Cette fois, c'est à un volontaire à l'uniforme froissé qu'il demande de se lever pour proposer sa définition.

— C'est une branche de la philosophie.

— C'est à peu près ça, concède le prof. Je complèterais ta définition en disant que c'est une branche de la philosophie qui étudie la nature fondamentale de la réalité. Elle comprend notamment des questions sur la relation entre l'esprit et la matière, ou entre la substance et l'attribut. Mais dans ce contexte, je parle de métaphysique comme... Vous voyez, cet arbre, selon Aristote, c'est la représentation de tout ce qui nous entoure. Comme quoi, tout a un aspect métaphysique. Bien que ce dernier soit plus ou moins caché comme les racines d'un arbre, il n'existe pas moins pour autant et est tout aussi important que le reste.

J'ai levé la main, monsieur Ondoa m'a permis de poser ma question en glissant un « oui » à mon intention.

— Est-ce à dire que vous croyez au surnaturel, vous, monsieur ?

Il a souri.

— Non, a-t-il avoué. Mais je ne vous conseillerais pas d'en faire de même. Vous savez, dans la vie il y a de nombreuses choses que la science ne peut pas expliquer, tellement de choses qui dépassent l'entendement humain... J'en suis conscient, mais je préfère m'en tenir à ce que ma raison peut concevoir.

— Pourquoi ? Je demande, un peu confuse.

— Parce que tout ce que je ne peux pas expliquer m'effraie. Ce qui est absolument lâche. Alors vous, croyez à ce que vous ne pouvez ni voir, ni toucher, ni entendre, ni sentir... Croyez si je vous dis par exemple que l'esprit du bac vient d'entrer par cette porte pour choisir les admis, il passe au-dessus des têtes de ceux qui sont couchés sur les tables mais il s'accroche à vous qui êtes assis droits et qui croyez. Est-ce que vous croyez ?

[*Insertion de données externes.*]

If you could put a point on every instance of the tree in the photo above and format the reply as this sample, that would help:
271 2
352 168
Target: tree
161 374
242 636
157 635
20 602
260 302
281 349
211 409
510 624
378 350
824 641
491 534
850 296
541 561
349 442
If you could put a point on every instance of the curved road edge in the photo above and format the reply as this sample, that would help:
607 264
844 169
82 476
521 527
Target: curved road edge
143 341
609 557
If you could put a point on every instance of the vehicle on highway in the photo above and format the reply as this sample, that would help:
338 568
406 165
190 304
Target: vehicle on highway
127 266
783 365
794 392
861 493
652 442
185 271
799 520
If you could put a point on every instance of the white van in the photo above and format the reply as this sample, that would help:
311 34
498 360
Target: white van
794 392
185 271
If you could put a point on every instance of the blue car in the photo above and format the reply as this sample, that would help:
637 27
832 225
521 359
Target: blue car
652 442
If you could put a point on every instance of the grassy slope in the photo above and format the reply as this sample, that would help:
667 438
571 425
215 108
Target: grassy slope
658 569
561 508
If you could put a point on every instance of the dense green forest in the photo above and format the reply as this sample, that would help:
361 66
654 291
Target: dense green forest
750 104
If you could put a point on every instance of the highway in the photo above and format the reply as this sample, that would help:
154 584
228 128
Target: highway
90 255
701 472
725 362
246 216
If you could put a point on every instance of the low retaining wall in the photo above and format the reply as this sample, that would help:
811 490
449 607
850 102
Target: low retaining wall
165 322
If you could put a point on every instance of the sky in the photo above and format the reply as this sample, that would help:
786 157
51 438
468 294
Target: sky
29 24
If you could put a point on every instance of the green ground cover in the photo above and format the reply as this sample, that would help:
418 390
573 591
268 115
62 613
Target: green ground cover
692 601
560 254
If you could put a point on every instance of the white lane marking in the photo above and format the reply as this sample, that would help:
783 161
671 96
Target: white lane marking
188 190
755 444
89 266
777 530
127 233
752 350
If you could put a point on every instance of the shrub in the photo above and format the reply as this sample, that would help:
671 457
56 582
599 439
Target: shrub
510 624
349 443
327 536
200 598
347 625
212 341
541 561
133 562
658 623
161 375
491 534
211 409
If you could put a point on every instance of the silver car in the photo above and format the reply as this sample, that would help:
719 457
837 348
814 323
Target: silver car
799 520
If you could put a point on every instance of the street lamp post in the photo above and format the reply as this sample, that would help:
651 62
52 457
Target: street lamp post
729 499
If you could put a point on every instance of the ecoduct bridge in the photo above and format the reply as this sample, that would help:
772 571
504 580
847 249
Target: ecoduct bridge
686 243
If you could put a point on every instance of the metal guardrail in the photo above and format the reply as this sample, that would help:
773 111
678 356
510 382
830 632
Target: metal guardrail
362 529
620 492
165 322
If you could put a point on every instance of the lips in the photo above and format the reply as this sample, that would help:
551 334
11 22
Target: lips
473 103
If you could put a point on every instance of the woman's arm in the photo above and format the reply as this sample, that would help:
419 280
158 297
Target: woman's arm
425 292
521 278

Un « OUI » collectif et gorgé d'espoir a transpercé mes tympans. Certains élèves qui étaient couchés se sont redressés, d'autres ont continué à roupiller en ne se souciant pas le moins du monde de la leçon.

*

À la pause, je reviens de la cantine le ventre plein et l'humeur satisfaite quand...

— Eh, Kelly !

Je me fige et me pince les lèvres en fermant les yeux comme si je venais de me faire prendre en plein délit. Déjà agacée, je me retourne pour faire face à la voix grave que j'ai étonnamment reconnue.

— Salut, poursuit Jordan. Ça va ?

— Ouais.

— C'est étrange que je ne t'aie jamais vue avant quand même, non ?

J'esquisse un sourire intentionnellement maladroit. Et alors que le garçon qui l'accompagne me détaille de haut en bas d'un air mitigé, une fille à la peau très claire débarque avec trois canettes de soda et en donne une à chacun. Je la reconnais sur le champ. Marine Bengo : jolie, toujours bien apprêtée, fille de diplomate et amie de tout le monde. Ou du moins, connue de tous.

— Salut, m'adresse-t-elle, tout sourire.

Je hoche simplement la tête en guise de réponse tandis que ses yeux s'attardent un peu trop à mon avis sur mes chaussures.

— Didier, Marine... Kelly, ma nouvelle répétitrice.

Ils commencent à s'étonner mais je m'empresse d'ajouter :

— Temporaire. C'est juste temporaire... Une drôle histoire de punition.

Je rigole en m'attendant à ce qu'ils fassent de même avant de demander des précisions, mais la façon dont ils me dévisagent me coupe net et me met mal à l'aise; une étrange sensation de gêne, voire de honte, l'impression de quémander une conversation.

— Enfin bref, à demain, je finis par souffler à Jordan avant de m'éclipser.